PHOENIX, AZ: Kraft, the food group, is using data to provide "context" for its content - and thus attempting to overcome consumers' shrinking attention span by supplying truly valuable and engaging information.

Bob Rupczynski, the company's vp/media and consumer engagement, discussed this subject at the Interactive Advertising Bureau's (IAB) 2015 Annual Leadership Meeting in Phoenix, Arizona.

He stated that the firm "did a lot of things right" in 2014, such as strengthening its infrastructure, tapping deep insights and data, putting differentiated communications into the market and testing sequential messages.

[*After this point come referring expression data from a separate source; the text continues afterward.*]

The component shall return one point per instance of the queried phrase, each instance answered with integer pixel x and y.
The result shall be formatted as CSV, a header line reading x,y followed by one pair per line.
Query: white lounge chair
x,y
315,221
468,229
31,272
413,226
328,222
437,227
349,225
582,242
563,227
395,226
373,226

"But from a portfolio perspective," Rupczynski admitted, "we really had a missed opportunity." (For more, including how it is using data to support addressability, partnerships and valuable content, read Warc's exclusive report: Kraft's four points of addressable contact.)

"At the end of the day, the content has to be put into context. With that, context is powered by data - the data about consumers, about where they are, about what they're doing, about where they're spending their time."

Data, under this model, effectively represents a "code" that gives cues regarding the evolving habits, or "culture", of shoppers.

"We can start to understand consumers for how they're feeding their family, how they're connecting around meal time, how they're entertaining their friends," said Rupczynski.

The need to rethink existing strategies results both from changing culinary trends and the developing ways that consumers are using media.

"In the last couple of years, we've watched the human-being attention span drop from 12 seconds to eight seconds," said Rupczynski.

"For marketers, the scarcity of their attention span is a dilemma. We have to do something differently. We have new toolsets. We have new data. We have new everything. And yet we've been approaching it the same way over the years.

"No one ever said, '30 seconds is our way out of here.' But it's not about a transition of 30-second spots to 15-second spots. It's about, fundamentally, actually doing things differently."

And as evidence that it intends to continue doing things differently, Kraft recently announced that Deanie Elsner, its chief marketing officer, will be leaving the organisation as part of an executive shake-up.

Marketing "remains critically important to the company and will move closer to the business operations, in order to sharpen focus and more effectively ignite brand rejuvenation," the firm said in a statement.